Inequalities in taxation
The situation for the participants is thus confusing and difficult to predict. They have no control over the method of valuation of the share at the time of grant. Moreover, they have no control over the events described above (sale of the shares by others, trade-sale or IPO), which interrupt the five-year period and jeopardize the hope for capital gain tax exemption at sale.
Thus, within the same company, the luckiest employees will have obtained shares in the company valued on a fair market transaction, and others on the basis of a formula value. The former will have their capital gain fully exempted at the time of sale, and the latter may suffer this gain to become taxable.
To make matters worse, beneficiaries of EIP domiciled in cantons other than the canton where the company has its registered office may be subject to different tax treatments, depending on the applicable method of valuation applied by the local tax authorities. It would be desirable, for example, that the valuation of the shares agreed by the canton of the start-up's registered office be binding on the other cantons.
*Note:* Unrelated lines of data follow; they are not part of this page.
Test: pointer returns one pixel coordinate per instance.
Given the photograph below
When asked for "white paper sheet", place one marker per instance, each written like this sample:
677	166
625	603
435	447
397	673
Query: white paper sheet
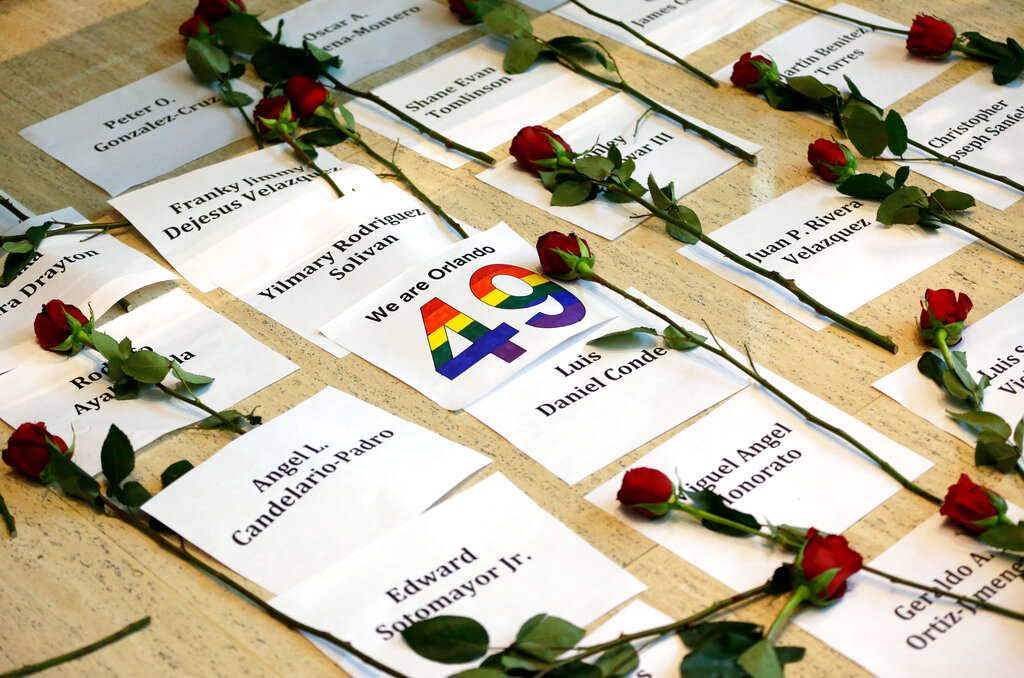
763	458
681	27
8	222
658	146
368	36
467	96
660	660
974	122
348	249
895	631
82	272
622	397
142	130
489	553
830	245
306	489
993	347
828	48
74	393
456	326
187	218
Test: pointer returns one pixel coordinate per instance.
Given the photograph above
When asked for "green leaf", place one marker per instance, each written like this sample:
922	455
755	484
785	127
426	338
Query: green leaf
508	19
595	167
275	62
1010	538
546	637
866	131
72	478
932	367
617	662
134	495
568	194
622	339
708	501
521	54
448	639
898	207
953	201
187	377
896	129
147	367
761	662
206	60
117	457
175	471
230	97
677	340
242	32
865	186
985	421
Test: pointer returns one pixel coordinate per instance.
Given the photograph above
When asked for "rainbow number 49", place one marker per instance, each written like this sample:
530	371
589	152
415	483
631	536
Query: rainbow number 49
439	318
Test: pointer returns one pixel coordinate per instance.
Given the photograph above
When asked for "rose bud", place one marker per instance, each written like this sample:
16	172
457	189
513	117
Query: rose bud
648	491
60	327
196	27
564	257
214	10
944	309
974	507
930	37
832	161
273	116
820	554
538	149
754	73
27	451
306	94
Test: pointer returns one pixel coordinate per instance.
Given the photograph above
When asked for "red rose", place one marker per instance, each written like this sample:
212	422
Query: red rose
51	324
306	94
930	37
647	485
754	73
552	262
538	149
949	310
196	27
27	449
832	161
820	554
214	10
274	110
974	507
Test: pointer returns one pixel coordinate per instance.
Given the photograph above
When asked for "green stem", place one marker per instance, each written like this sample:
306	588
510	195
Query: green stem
310	162
69	228
225	83
401	176
820	423
660	630
9	205
194	400
773	276
8	519
970	168
653	45
799	596
81	651
622	85
948	594
857	22
278	616
423	129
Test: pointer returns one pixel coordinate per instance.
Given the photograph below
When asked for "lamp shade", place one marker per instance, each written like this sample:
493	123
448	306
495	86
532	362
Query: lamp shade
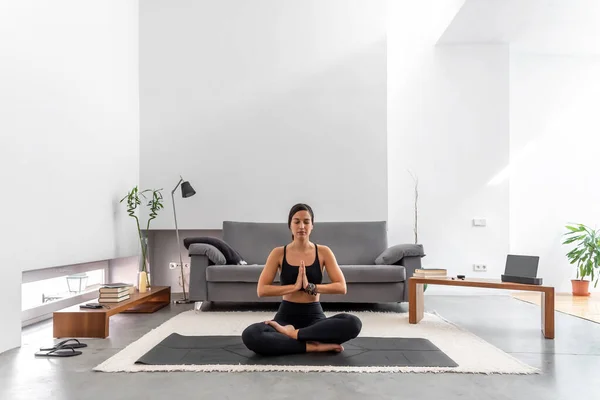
187	190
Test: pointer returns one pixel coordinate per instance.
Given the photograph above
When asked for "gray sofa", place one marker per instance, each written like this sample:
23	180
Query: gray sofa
361	250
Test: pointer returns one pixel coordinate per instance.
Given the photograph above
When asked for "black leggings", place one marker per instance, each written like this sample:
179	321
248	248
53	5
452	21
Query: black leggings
312	325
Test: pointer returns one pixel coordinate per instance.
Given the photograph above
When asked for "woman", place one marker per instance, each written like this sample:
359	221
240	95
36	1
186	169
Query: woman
300	325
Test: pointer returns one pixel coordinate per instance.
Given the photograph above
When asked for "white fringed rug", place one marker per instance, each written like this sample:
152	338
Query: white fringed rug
471	353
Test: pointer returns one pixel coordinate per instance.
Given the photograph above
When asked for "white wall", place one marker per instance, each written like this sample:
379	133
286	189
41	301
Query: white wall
69	138
448	123
554	142
264	104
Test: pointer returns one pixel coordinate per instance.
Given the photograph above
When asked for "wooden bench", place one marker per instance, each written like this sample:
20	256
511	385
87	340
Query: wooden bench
416	300
93	323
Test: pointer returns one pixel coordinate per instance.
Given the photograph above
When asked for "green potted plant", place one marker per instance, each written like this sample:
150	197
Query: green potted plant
585	254
133	198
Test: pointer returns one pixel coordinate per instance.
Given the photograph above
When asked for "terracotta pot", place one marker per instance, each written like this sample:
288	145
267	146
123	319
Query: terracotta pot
580	287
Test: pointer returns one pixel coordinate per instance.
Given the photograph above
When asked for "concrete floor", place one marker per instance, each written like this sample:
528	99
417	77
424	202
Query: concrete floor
570	364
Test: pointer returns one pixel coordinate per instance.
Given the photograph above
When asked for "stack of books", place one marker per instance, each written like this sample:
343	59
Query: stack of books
114	293
431	273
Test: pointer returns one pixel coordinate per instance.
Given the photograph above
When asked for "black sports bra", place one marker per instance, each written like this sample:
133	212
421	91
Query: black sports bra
289	273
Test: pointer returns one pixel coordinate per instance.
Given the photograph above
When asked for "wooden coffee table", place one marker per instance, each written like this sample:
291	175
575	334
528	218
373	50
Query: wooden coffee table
415	296
93	323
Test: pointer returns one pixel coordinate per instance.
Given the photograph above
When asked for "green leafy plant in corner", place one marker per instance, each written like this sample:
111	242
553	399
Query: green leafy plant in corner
155	204
586	253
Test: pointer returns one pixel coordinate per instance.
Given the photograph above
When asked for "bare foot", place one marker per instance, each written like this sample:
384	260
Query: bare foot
287	330
322	347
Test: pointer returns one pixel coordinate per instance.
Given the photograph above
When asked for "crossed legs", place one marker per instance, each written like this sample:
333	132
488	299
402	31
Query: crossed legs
277	337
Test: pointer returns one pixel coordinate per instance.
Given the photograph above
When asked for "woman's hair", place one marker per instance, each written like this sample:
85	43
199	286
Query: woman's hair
300	207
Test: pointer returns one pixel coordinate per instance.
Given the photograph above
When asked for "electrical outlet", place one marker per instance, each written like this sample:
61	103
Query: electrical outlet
479	267
177	265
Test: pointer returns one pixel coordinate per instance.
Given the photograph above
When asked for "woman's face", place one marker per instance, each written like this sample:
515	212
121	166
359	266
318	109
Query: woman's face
301	225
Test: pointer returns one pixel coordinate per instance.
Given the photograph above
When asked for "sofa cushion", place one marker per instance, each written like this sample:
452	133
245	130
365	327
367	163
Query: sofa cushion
352	273
235	273
371	273
353	243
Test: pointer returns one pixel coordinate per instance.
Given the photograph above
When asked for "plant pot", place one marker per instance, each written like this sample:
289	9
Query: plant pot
142	282
580	287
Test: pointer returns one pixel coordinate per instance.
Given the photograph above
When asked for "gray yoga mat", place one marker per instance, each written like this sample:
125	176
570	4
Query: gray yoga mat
177	349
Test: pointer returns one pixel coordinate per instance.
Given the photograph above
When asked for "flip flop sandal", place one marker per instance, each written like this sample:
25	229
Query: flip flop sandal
61	352
65	343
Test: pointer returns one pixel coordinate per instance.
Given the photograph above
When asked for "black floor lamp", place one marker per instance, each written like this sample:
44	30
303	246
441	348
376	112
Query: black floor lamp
186	191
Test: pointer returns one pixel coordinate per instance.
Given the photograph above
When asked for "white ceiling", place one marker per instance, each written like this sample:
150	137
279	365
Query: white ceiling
543	26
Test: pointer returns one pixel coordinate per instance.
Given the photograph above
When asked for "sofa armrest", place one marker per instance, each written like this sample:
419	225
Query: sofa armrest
214	254
410	264
394	254
197	284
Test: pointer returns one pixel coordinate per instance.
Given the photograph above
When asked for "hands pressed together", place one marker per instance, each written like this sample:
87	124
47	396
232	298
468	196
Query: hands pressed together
302	281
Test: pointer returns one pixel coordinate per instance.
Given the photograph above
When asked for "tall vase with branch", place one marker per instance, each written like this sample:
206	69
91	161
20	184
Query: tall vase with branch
416	208
155	204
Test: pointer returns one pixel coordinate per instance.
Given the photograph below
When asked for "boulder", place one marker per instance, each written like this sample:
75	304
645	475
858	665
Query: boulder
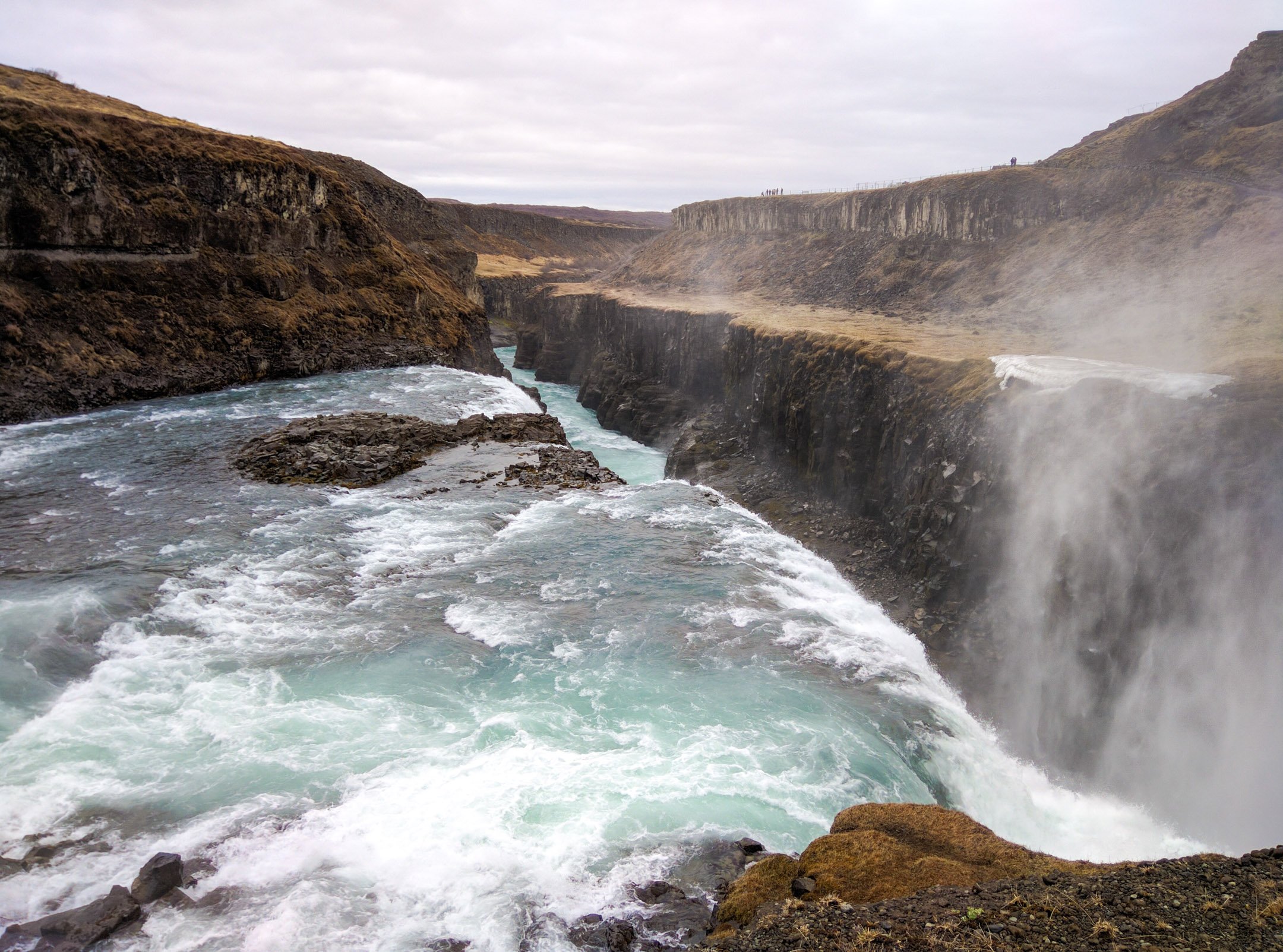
879	851
75	929
593	932
158	875
364	450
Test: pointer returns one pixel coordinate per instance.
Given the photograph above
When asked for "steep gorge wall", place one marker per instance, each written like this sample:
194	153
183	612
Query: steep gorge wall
877	431
961	208
642	369
143	257
1102	558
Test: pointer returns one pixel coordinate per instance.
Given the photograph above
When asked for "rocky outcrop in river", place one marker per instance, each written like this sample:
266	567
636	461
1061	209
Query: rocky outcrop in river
364	450
1070	554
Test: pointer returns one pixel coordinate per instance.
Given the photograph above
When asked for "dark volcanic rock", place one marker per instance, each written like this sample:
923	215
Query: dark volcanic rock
607	934
75	929
563	467
361	450
158	875
143	257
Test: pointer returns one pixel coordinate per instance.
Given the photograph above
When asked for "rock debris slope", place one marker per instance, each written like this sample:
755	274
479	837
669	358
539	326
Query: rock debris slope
143	255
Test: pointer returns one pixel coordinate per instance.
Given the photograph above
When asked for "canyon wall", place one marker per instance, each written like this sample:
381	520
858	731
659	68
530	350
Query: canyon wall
1075	555
143	255
878	431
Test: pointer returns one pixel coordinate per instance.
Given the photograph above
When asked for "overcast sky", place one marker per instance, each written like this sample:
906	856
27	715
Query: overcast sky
642	105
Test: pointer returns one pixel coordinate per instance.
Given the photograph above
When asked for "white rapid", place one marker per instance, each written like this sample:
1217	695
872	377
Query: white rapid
385	719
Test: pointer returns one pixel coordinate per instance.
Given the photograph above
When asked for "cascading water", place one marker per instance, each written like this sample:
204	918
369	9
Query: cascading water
387	717
1139	599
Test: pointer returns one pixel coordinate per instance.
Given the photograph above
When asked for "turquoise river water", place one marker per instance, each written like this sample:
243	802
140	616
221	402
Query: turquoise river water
387	717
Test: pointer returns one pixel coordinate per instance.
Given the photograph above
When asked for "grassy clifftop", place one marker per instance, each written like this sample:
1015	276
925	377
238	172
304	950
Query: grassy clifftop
144	255
1156	242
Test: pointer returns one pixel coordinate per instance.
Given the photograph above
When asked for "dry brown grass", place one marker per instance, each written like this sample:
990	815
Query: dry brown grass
880	851
1107	928
1272	910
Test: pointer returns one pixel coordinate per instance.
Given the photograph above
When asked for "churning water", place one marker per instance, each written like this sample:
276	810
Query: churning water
389	717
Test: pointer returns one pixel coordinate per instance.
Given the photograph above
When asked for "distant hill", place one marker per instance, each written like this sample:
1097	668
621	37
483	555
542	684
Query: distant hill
583	213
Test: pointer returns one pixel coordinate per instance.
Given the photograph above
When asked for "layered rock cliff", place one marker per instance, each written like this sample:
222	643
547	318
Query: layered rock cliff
1091	565
141	255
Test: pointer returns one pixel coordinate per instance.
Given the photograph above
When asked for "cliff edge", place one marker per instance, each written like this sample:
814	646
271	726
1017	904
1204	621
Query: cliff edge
143	255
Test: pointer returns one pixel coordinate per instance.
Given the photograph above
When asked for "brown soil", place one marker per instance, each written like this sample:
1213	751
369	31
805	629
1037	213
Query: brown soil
143	255
880	851
1213	903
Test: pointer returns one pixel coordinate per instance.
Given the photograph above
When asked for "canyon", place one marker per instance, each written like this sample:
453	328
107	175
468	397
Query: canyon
143	255
1035	415
1069	554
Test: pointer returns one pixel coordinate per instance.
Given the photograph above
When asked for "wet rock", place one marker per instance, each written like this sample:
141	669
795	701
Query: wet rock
597	933
533	393
802	885
217	900
176	899
658	891
364	450
75	929
563	467
711	868
197	869
158	875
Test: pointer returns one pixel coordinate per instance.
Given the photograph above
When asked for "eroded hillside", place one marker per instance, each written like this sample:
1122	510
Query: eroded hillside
143	255
1156	241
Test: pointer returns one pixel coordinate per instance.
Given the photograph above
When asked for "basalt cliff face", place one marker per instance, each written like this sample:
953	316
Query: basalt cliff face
825	359
143	255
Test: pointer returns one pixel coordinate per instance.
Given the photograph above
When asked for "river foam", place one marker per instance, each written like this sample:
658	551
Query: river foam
389	719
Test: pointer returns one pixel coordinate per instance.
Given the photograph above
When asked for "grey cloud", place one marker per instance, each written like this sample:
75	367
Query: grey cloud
642	105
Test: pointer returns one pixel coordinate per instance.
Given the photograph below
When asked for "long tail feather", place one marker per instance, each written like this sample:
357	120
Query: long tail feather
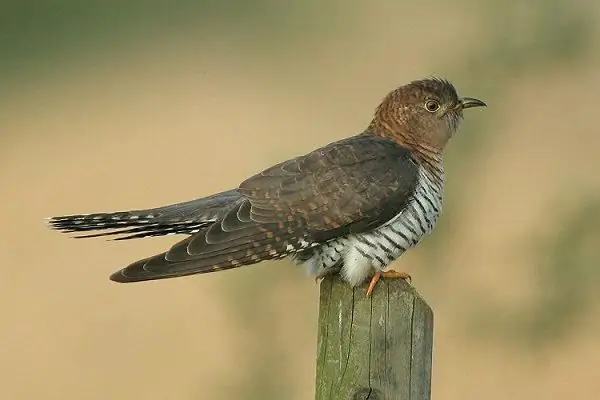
181	218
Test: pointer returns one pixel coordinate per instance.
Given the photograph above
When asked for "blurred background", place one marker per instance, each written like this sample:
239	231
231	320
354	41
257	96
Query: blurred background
110	105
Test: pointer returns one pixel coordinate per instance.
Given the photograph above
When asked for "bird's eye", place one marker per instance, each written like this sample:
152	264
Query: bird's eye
432	105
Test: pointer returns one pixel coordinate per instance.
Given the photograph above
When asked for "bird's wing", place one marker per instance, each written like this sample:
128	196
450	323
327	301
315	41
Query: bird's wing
350	186
187	217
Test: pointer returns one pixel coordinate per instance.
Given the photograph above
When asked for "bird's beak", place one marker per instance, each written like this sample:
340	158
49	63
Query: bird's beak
469	102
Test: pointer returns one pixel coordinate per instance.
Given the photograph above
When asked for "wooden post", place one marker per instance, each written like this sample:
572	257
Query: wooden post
377	348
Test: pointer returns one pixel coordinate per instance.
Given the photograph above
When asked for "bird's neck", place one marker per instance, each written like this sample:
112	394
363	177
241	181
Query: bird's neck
427	156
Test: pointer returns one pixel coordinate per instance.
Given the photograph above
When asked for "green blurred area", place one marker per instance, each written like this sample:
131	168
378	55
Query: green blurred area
36	35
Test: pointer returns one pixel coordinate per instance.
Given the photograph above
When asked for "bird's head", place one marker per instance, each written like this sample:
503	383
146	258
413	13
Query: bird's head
424	113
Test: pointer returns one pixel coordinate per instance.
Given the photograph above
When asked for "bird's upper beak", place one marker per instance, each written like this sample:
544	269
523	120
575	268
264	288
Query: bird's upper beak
469	102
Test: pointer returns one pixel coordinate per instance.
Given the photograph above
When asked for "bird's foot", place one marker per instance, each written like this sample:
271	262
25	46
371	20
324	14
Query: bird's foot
386	274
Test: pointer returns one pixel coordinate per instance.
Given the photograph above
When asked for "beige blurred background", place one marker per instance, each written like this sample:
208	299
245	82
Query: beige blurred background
119	105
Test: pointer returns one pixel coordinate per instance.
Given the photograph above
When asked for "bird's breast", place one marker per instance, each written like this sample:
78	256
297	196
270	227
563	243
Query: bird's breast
378	248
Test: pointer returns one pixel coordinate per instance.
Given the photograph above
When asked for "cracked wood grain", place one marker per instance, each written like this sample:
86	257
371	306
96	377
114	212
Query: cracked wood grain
377	348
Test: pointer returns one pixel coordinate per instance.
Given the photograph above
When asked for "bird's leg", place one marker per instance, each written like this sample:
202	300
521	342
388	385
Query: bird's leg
386	274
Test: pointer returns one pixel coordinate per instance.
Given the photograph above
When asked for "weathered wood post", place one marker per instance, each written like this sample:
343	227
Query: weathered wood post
377	348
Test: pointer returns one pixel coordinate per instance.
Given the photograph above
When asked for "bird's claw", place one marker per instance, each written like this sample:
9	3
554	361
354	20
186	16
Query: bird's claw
387	274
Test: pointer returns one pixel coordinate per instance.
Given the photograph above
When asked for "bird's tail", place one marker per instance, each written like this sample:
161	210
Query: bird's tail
181	218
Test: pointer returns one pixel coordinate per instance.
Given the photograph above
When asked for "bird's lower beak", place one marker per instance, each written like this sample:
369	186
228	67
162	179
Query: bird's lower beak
469	102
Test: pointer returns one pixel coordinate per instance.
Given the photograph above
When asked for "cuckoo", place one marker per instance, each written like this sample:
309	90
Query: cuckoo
350	207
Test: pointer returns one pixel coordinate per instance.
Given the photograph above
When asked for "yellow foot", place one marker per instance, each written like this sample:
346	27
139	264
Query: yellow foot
386	274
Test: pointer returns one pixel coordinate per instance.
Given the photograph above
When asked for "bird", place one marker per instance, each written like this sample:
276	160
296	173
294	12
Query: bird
351	207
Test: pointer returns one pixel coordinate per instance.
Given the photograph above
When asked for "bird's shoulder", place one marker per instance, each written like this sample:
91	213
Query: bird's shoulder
354	156
348	185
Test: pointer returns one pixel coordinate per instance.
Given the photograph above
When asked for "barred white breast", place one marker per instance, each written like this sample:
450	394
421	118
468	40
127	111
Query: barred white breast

To compete with other countries, such as the United States, France or Germany, where the taxation of EIP is more transparent and less random, Switzerland would be inspired to reconsider its tax practice not to jeopardize its tax attractiveness.
In conclusion, the current tax practice creates inequalities and a feeling of insecurity. Some start-ups are therefore wondering about their future in Switzerland, since one of the main advantages of its tax system, i.e. the tax exemption of capital gains realized on EIP share sales, cannot be an argument for recruitment. To overcome the uncertainties resulting from the current practice, it will be necessary to consider its simplification through a mechanism allowing participants for more tax predictability, between the grant and the sale of their shares.